[Note: This was originally posted on a blog for government leaders, November 1, 2009.]
Tuesday is another election day. It’s especially important to many local elected officials since so many local elections occur this year. As this election season comes to a close, there is that frustrating feeling among public leaders that many voters just don’t understand what the government does.
Sure, the obvious public services – for example, public safety and education – are known. But the full extent of government services is unknown to great numbers of those who benefit from those services.
What can be done about this? Some governments have taken ideas from non-fiction cable television channels, including two mainstays of the Discovery Channel – Dirty Jobs and Mythbusters.

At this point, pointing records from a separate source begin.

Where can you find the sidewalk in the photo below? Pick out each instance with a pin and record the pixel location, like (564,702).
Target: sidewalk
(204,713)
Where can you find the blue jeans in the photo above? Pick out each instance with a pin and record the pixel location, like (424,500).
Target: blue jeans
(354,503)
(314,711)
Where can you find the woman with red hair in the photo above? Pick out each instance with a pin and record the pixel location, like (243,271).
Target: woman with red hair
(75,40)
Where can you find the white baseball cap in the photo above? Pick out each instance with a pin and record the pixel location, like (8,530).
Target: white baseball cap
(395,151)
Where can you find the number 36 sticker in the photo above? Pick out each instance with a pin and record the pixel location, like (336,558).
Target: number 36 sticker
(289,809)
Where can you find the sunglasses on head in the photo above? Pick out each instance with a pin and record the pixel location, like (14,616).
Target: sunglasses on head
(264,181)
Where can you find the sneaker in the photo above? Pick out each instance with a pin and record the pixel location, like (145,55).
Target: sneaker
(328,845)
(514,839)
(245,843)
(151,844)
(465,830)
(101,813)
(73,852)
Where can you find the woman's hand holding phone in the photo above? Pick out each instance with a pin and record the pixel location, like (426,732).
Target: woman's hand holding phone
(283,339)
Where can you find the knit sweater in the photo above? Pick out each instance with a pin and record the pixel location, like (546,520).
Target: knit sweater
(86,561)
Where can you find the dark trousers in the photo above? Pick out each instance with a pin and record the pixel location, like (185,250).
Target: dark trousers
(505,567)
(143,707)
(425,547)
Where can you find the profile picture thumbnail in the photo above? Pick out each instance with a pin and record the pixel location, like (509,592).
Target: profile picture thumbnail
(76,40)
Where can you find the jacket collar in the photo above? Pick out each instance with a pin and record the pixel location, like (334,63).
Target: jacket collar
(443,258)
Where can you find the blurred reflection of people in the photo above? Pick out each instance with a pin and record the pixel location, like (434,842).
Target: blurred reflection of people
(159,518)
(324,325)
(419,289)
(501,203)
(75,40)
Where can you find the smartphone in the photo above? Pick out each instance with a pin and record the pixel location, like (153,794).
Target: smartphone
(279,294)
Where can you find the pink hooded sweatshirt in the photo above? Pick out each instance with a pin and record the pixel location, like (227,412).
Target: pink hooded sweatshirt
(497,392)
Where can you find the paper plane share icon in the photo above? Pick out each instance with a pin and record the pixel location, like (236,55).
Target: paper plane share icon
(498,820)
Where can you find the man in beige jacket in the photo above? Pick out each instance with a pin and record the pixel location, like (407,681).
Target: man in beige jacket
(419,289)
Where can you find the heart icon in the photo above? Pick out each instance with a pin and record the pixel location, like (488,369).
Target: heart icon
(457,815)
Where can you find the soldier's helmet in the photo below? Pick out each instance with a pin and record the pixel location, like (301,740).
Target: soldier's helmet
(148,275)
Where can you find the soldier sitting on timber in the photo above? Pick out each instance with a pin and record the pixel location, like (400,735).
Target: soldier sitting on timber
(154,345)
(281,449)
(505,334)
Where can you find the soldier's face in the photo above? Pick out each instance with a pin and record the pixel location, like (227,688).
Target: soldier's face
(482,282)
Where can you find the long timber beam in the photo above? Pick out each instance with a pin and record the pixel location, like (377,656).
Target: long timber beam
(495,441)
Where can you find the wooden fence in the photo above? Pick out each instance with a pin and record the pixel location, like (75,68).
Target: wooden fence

With the low cost of video equipment, this is easy to do. There are even products now, like the Flip HD video cameras that are smaller than a cell phone, easy to use and quick to upload to the web.
Miami-Dade County has created a series of videos that show some of the “dirty jobs” that County workers do for the public on its “Inside County Jobs” television show. This started as one-minute video about training of firefighters and led to the realization that Miami-Dade could do more. See the first installment at http://www.youtube.com/watch?v=y7aivNoPsxg
So, following the model of Discovery’s “Dirty Jobs”, with its own host/participant, there is compelling footage of filling potholes, unplugging storm drains, fixing stop signs, lab testing, trash recycling and the other activities seen and unseen that residents often take for granted. Here’s another example — http://www.youtube.com/watch?v=aj7U1A_pq2s
The video is available both on the County website and on YouTube. In addition to its success with the public, the videos have had a positive effect on employees, who now take to their jobs with a greater sense of purpose and pride.
Westchester County, for example, had a volunteer team put together a movie in the style of a 1930s film noir detective story. During the course of his investigation, the “detective” interacted with all kinds of county workers. The County Executive played an abridged version of the movie in one of his “State of the County” speeches in an effort to educate the public about the variety of activities of county government.
Video isn’t the only tool. The leaders of Oakland County, Michigan, responded to the gaps in public knowledge by taking the “Mythbusters” title to attract attention, but presenting their material on the web. They tackled some of the toughest issues posing a question in True/False form and then busting the myth for the wrong answer.
So there is hope to engage a distracted public and upgrade their knowledge of what your government does, by using some of the inexpensive tools now available. Your creativity is the only limit.